Both of these women pinpointed much of the tension I feel when not only believing in the community in Nashville, but more specifically, the black community. Whether “Out East,” “Out North,” in Antioch, or wherever black folks reside, I’m always wondering how we make us better. How do I make sure to do my part in contributing into the genius and success of the black community, while at the same time, taking care of myself without continuing to perpetuate trauma? I thought during the time of this knowing that we are geeked for TSU’s homecoming week, how do we show our pride for Big Blue, the North Nashville community, and not feel we are carrying a burden of representing black folks when negative news hits the local papers that takes away our humanity? 

In many ways, we want to Swag Surf with friends, sorors, and frat, but not get too ratchet to where we think we set black people back by 20 years.
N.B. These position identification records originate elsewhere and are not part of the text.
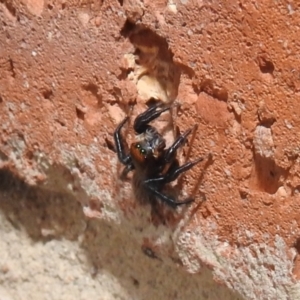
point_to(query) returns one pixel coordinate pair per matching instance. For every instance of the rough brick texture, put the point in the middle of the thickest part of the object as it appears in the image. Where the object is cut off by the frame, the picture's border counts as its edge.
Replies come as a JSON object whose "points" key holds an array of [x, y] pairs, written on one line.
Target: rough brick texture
{"points": [[70, 72]]}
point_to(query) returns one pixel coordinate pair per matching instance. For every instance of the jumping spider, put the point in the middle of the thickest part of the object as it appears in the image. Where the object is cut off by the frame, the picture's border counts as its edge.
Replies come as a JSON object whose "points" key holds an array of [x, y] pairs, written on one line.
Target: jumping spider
{"points": [[154, 165]]}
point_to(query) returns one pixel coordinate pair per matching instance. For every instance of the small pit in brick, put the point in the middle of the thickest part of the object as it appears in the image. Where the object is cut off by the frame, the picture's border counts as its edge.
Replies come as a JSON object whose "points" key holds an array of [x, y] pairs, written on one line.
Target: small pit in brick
{"points": [[94, 90], [269, 175], [265, 64], [211, 88], [297, 245], [47, 94], [80, 114]]}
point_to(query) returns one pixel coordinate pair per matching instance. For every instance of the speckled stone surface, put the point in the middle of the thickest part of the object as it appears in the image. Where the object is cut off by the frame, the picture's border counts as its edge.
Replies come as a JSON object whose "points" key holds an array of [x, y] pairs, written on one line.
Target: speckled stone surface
{"points": [[71, 71]]}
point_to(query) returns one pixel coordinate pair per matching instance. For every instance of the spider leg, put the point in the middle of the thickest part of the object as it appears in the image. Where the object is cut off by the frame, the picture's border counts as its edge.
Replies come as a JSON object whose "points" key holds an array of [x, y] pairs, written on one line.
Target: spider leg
{"points": [[152, 183], [124, 158], [171, 152], [126, 170], [166, 198], [141, 122]]}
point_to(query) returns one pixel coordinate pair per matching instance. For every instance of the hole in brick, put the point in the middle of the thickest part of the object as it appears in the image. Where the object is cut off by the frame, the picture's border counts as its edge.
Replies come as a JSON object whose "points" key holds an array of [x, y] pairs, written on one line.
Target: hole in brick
{"points": [[243, 195], [80, 114], [297, 245], [161, 75], [265, 64], [127, 28], [47, 94], [110, 145]]}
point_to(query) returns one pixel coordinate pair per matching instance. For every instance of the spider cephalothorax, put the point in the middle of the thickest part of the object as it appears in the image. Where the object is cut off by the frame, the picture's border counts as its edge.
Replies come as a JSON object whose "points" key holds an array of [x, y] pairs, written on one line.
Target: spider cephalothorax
{"points": [[154, 166]]}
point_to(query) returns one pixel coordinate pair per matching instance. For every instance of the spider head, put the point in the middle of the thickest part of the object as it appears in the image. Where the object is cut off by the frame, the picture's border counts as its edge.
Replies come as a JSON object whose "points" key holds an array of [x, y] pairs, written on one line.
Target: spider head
{"points": [[141, 152]]}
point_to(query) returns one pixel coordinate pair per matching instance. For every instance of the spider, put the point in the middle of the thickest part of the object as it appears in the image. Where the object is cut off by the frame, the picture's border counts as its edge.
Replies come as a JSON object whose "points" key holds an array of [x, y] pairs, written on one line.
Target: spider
{"points": [[154, 166]]}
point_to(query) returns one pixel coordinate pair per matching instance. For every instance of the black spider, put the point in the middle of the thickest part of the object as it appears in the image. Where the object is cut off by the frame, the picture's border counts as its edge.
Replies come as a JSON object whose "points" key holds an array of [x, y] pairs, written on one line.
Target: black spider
{"points": [[154, 165]]}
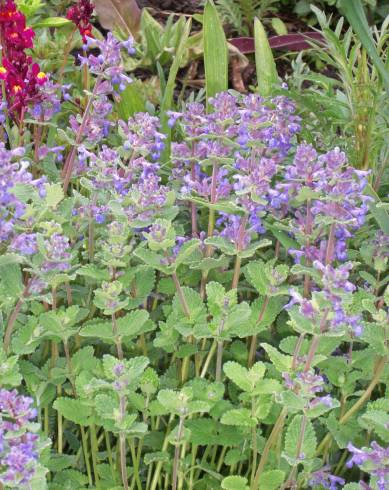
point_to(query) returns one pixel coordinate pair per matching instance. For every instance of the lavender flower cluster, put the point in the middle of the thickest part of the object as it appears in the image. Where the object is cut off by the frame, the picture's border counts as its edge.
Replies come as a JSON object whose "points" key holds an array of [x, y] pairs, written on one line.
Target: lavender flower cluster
{"points": [[14, 173], [373, 460], [18, 445], [244, 139]]}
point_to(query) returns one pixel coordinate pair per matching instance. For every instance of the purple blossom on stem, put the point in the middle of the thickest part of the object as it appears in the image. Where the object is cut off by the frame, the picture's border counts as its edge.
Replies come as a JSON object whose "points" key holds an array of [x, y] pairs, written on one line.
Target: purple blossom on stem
{"points": [[324, 478], [18, 446], [373, 460], [25, 244], [143, 136], [337, 202], [13, 173], [108, 64], [57, 254]]}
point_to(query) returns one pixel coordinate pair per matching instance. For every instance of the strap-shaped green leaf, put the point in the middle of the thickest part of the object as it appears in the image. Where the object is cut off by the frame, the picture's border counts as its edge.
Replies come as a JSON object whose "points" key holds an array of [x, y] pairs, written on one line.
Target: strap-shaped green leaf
{"points": [[215, 52], [353, 10]]}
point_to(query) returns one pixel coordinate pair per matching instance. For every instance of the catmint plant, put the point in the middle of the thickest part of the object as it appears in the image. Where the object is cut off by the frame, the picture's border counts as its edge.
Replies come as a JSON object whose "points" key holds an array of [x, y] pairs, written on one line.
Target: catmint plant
{"points": [[194, 299]]}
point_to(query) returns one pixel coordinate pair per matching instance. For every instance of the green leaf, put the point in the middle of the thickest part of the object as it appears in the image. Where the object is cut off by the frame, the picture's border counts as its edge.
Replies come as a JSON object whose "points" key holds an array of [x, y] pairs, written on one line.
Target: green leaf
{"points": [[9, 371], [93, 272], [244, 378], [132, 100], [221, 243], [186, 251], [240, 417], [99, 330], [74, 410], [266, 68], [280, 361], [51, 22], [167, 100], [279, 26], [215, 52], [271, 480], [8, 259], [357, 18], [132, 323], [293, 436], [235, 483], [380, 214], [54, 195], [12, 280]]}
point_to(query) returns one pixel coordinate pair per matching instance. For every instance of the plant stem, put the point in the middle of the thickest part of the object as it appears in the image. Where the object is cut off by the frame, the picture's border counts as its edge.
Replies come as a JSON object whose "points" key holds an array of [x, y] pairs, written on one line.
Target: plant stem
{"points": [[69, 164], [123, 463], [253, 442], [379, 368], [208, 360], [181, 295], [269, 444], [13, 317], [118, 342], [219, 361], [94, 451], [158, 468], [253, 343], [235, 278], [177, 453], [86, 455]]}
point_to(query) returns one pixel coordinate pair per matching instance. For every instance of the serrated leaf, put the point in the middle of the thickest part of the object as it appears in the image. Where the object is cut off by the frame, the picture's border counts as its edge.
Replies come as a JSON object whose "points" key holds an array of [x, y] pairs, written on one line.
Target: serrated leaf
{"points": [[131, 324], [271, 480], [235, 483], [74, 410], [239, 416], [247, 380], [54, 194], [280, 361], [93, 272]]}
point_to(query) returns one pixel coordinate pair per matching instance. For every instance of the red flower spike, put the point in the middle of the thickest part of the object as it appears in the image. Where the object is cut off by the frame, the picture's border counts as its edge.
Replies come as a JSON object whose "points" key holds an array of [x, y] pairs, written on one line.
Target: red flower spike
{"points": [[22, 77], [80, 15]]}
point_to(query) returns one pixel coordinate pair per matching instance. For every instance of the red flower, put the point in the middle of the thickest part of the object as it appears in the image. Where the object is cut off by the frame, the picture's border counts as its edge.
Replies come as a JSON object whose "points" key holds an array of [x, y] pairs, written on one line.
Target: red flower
{"points": [[22, 77], [80, 15]]}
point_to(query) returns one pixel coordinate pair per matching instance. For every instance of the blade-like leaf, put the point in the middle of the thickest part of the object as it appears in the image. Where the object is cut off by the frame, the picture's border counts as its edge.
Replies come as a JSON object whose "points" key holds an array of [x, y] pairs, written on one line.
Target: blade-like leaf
{"points": [[290, 42], [215, 52], [167, 100], [264, 61], [119, 14], [353, 10]]}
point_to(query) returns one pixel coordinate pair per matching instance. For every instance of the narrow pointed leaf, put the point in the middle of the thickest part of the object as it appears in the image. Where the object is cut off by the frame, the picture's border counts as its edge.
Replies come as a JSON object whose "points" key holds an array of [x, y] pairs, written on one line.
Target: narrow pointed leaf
{"points": [[215, 52]]}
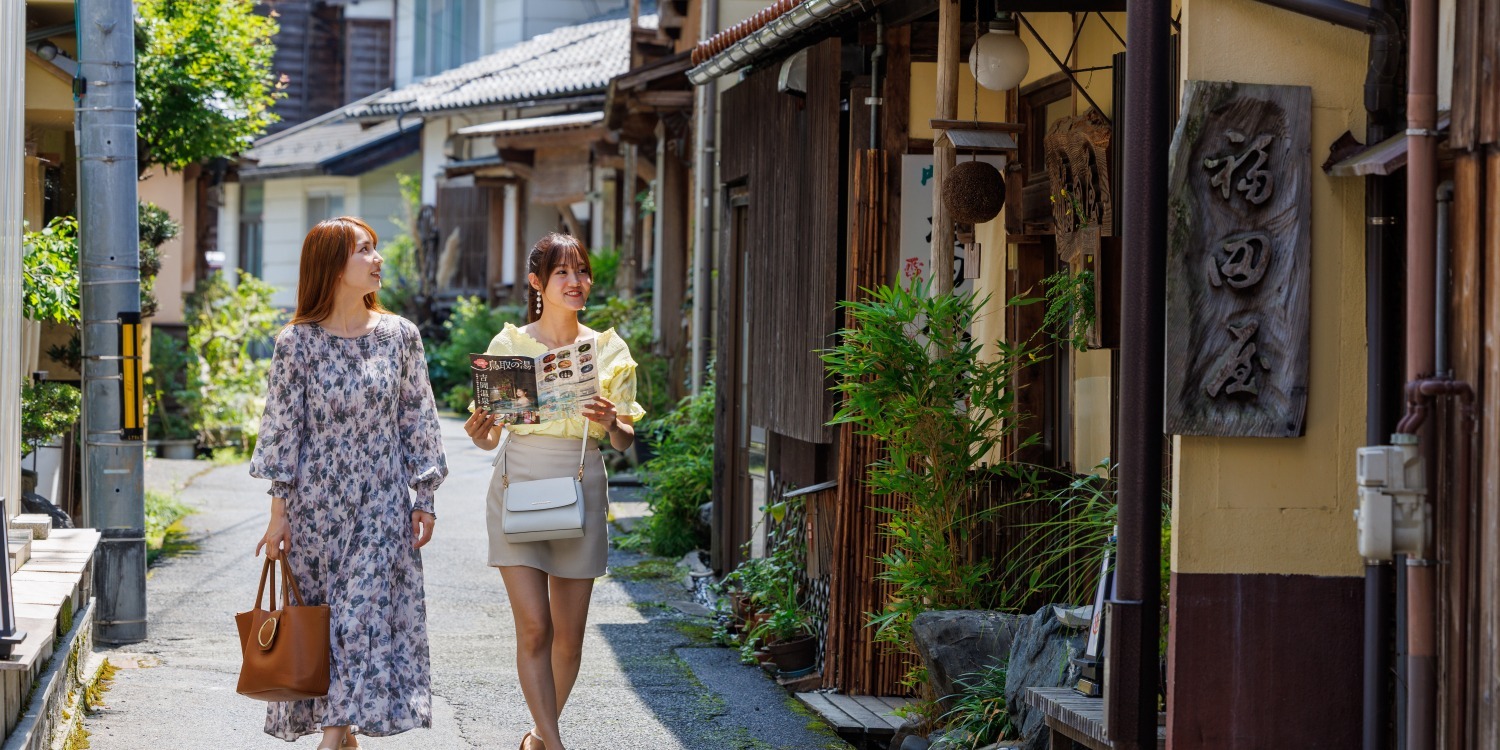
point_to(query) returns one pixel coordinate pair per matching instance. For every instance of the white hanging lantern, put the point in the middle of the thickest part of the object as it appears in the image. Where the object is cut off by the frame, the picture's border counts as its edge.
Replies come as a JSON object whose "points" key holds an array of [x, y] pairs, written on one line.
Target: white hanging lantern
{"points": [[999, 59]]}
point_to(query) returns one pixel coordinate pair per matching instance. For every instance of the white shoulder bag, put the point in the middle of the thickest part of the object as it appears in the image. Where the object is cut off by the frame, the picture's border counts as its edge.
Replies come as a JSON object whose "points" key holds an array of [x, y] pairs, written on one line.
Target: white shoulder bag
{"points": [[543, 509]]}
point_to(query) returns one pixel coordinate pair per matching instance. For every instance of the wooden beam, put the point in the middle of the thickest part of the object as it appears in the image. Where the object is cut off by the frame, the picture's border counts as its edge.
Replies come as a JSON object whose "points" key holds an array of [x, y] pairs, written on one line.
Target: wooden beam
{"points": [[941, 263], [554, 140], [666, 99]]}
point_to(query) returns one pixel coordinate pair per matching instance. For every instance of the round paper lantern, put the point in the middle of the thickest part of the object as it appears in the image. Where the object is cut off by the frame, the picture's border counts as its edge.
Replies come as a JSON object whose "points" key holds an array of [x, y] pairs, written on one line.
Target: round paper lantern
{"points": [[999, 60]]}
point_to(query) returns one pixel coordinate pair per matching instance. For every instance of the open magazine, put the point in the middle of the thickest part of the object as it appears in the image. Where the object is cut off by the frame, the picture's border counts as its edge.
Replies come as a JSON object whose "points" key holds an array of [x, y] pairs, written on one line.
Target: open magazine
{"points": [[528, 390]]}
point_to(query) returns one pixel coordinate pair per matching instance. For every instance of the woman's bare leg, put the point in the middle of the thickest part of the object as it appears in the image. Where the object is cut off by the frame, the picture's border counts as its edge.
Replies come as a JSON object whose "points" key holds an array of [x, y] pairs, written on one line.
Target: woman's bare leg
{"points": [[333, 737], [570, 599], [528, 603]]}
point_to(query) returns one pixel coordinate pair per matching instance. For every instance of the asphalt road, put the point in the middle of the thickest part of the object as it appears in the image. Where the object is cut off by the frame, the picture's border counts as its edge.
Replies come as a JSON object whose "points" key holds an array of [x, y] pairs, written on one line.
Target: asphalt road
{"points": [[648, 680]]}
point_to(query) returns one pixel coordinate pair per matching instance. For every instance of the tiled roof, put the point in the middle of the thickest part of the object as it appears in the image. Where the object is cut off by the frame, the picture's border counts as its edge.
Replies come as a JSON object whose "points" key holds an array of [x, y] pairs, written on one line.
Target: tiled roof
{"points": [[569, 60]]}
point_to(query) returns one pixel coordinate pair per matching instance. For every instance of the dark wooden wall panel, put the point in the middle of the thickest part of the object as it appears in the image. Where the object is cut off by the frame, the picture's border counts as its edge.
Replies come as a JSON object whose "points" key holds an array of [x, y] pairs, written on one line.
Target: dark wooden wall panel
{"points": [[788, 150], [368, 57], [467, 210], [1263, 660]]}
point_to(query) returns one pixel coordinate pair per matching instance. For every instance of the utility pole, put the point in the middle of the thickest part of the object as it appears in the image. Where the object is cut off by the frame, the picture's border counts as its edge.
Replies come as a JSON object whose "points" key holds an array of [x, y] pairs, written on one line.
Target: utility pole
{"points": [[114, 498]]}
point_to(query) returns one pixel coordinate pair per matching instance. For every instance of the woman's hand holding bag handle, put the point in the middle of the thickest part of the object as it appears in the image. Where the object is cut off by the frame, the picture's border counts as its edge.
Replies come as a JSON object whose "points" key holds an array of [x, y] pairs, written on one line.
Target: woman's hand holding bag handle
{"points": [[285, 651]]}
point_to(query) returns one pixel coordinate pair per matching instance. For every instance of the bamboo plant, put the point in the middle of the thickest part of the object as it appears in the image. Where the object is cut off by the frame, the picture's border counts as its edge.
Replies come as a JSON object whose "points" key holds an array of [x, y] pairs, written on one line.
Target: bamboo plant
{"points": [[912, 377]]}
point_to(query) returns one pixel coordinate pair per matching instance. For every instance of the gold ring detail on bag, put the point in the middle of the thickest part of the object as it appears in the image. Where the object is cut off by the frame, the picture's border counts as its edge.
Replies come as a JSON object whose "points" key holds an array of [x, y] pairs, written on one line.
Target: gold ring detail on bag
{"points": [[266, 641]]}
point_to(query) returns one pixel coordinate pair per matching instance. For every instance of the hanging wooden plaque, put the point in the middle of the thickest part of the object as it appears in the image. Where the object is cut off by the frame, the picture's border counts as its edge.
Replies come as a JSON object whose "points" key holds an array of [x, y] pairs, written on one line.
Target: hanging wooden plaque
{"points": [[1238, 264]]}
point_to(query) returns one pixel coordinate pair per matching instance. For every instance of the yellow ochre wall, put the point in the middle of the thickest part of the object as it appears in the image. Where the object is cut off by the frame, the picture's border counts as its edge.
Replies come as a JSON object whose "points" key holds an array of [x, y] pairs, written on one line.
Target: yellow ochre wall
{"points": [[1284, 506], [1097, 45]]}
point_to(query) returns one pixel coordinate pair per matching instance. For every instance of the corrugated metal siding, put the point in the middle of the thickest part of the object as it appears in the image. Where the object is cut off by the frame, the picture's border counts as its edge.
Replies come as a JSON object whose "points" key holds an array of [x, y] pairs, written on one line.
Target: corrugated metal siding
{"points": [[368, 57], [788, 152]]}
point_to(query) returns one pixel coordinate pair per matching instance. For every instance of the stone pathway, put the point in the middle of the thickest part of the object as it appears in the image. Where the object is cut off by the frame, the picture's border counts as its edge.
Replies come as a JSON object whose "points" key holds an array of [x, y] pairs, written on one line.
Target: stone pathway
{"points": [[650, 678]]}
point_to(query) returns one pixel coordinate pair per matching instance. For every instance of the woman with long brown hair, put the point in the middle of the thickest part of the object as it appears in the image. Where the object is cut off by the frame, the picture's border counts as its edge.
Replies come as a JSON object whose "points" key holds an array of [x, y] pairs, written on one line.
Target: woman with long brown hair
{"points": [[350, 425], [549, 582]]}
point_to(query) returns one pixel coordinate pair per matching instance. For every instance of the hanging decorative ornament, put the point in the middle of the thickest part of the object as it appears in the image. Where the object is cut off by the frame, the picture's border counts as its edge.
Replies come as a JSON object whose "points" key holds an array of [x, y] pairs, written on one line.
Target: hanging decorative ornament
{"points": [[999, 59], [974, 192]]}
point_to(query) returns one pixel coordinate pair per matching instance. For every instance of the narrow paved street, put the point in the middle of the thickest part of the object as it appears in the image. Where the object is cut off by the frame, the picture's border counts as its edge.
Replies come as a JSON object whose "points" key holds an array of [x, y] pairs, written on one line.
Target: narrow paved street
{"points": [[650, 678]]}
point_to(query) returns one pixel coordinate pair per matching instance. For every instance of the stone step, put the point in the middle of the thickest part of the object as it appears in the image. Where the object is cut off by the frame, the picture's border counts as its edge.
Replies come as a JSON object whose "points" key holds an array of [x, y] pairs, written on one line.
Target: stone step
{"points": [[20, 548], [41, 524]]}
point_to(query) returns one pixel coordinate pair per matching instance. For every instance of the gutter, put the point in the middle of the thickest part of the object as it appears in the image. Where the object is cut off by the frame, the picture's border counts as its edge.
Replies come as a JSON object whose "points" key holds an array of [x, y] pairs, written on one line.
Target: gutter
{"points": [[767, 41]]}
We want to step high when we hear the tubas playing that Aristocratic sound, but not cringe the moment we hear the first gun shot because someone stepped on a brand new pair of shoes. We struggle with making sure to have money for hotel suites, liquor, and a new fit, but might say we are fresh out of funds for giving resources back to our alma mater. I’m not an alum of TSU, but I am definitely proud of the many people who are products of the school. This school cultivated me when I was young when I went to gifted programs that happened on the campus. With all this said, my question is will we be Stewards of the great legacy of Tennessee State University? Can we make sure to pick up litter and throw it in a garbage can during the parade? Can we make sure we don’t let children throw trash in already fragile stormwater drains? Can we be impeccable with our words of TSU and the North Nashville community so much that we are examples of the joy, creativity, and humanity of the area? Can we be okay with the fact that everyone just wants to have a good time at homecoming and we don’t take anything personal or make assumptions in realizing no one should want to go to any homecoming events with the intent of ruining a great experience? Can we be our best selves and show why many are so glad they went to TSU? The point behind all of these questions are to recreate habits of neighborhood and HBCU pride for others to know that they should always come to homecoming leaving the area better than it was when they arrived. 

I had many conversations with neighbors in the North Nashville area who said they never went to the colleges in the area, but felt like they did because of the relationship the school, students, and alumni had in and with the community. That sounds like a resilient, self-sustaining community to me. I believe we can continue the tradition of having a mentality of the village wrapping its arms around every person who comes to celebrate the history and presence of TSU and each person doing the same. Let’s keep our community clean and strong like the love we have for the university. Let’s have a good time and not look for a reason to destroy or harm ourselves, our people, or our community. Tennessee State University, thank you for your rich history and legacy. Let’s remember the purpose of this institution for the remainder of the week and have a good time. Let’s be good Keepers of the TSU Community through our words, actions, and examples to uplift the following generations for Tennessee State. Go Tigers!

Disclaimer: The views and opinions expressed in this article do not necessarily reflect the official policy or position of The Nashville Voice.